Appropriate N-(2-pyridyl)imidazolidin-2-one (0.001 mol) was refluxed with Lawesson’s reagent (0.00075 mol) in anhydrous toluene (8 mL) for 12 h and concentrated under reduced pressure. The residue was extracted with chloroform (2 × 20 mL), dried with anhydrous MgSO4, filtrated and concentrated under reduced pressure. Product was separated from oily residue by use of chromatotron. According above given procedure were obtained following compounds:
1-(2-Pyridyl)imidazolidine-2-thione (4a). Compound 4a was purified by use of chromatotron (eluent: chloroform/ethyl acetate/acetone, 8:1:1, v/v/v); yield 50%; mp. 99–102 °C; IR (KBr) ν [cm−1]: 3196, 3036, 2993, 1591, 1567, 1533, 1466, 1438, 1413, 1347, 1228; 1H-NMR (200 MHz, CDCl3): δ 3.68 (t, 2H, CH2); 4.44 (t, 2H, CH2); 6.96 (bs, 1H, NH); 7.01–7.07 (m, 1H, Ar-H); 7.64–7.73 (m, 1H, Ar-H); 8.33–8.36 (m, 1H, Ar-H); 8.93 (d, J = 8.0 Hz, 1H, Ar-H); 13C-NMR (50 MHz, CDCl3): δ 40.93, 49.43, 116.33, 119.62, 136.69, 147.32, 152.32, 181.27; Anal. Calcd. for C8H9N3S: C, 53.61; H, 5.06; N, 23.44; Found: C, 53.54; H, 4.92; N, 23.37.
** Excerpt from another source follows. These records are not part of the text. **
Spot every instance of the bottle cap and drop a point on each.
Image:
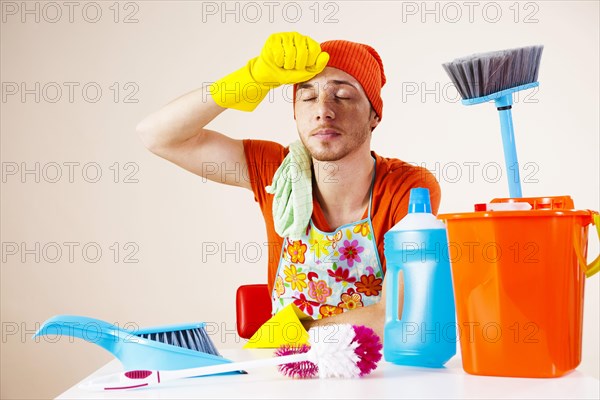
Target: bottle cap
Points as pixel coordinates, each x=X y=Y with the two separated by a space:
x=419 y=201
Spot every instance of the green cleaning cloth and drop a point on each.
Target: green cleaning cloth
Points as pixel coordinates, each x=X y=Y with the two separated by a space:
x=292 y=187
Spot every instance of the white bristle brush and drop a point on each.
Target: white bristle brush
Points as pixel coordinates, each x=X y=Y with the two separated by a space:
x=336 y=351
1-(6-Methyl-2-pyridyl)imidazolidine-2-thione (4b). Compound 4b was purified by use of chromatotron (eluent: dichloromethane/ethyl acetate, 1:1, v/v); yield 31%; mp. 133–135 °C; IR (KBr) ν [cm−1]: 3222, 3101, 3029, 2974, 1588, 1519, 1456, 1428, 1397, 1346, 1254, 1231; 1H-NMR (200 MHz, (CD3)2SO): δ 2.41 (s, 3H, CH3), 3.53 (t, 2H, CH2), 4.26 (t, 2H, CH2), 6.97 (d, J = 7.3 Hz, 1H, Ar-H), 7.64 (t, 1H, Ar-H), 8.60 (d, J = 8.4 Hz, 1H, Ar-H), 9.00 (s, 1H, NH); 13C-NMR (50 MHz, (CD3)2SO): δ 24.25, 41.05, 49.09, 113.18, 118.54, 137.04, 152.14, 156.09, 180.19; Anal. Calcd. for C9H11N3S: C, 55.93; H, 5.74; N, 21.74; Found: C, 55.86; H, 5.64; N, 21.48.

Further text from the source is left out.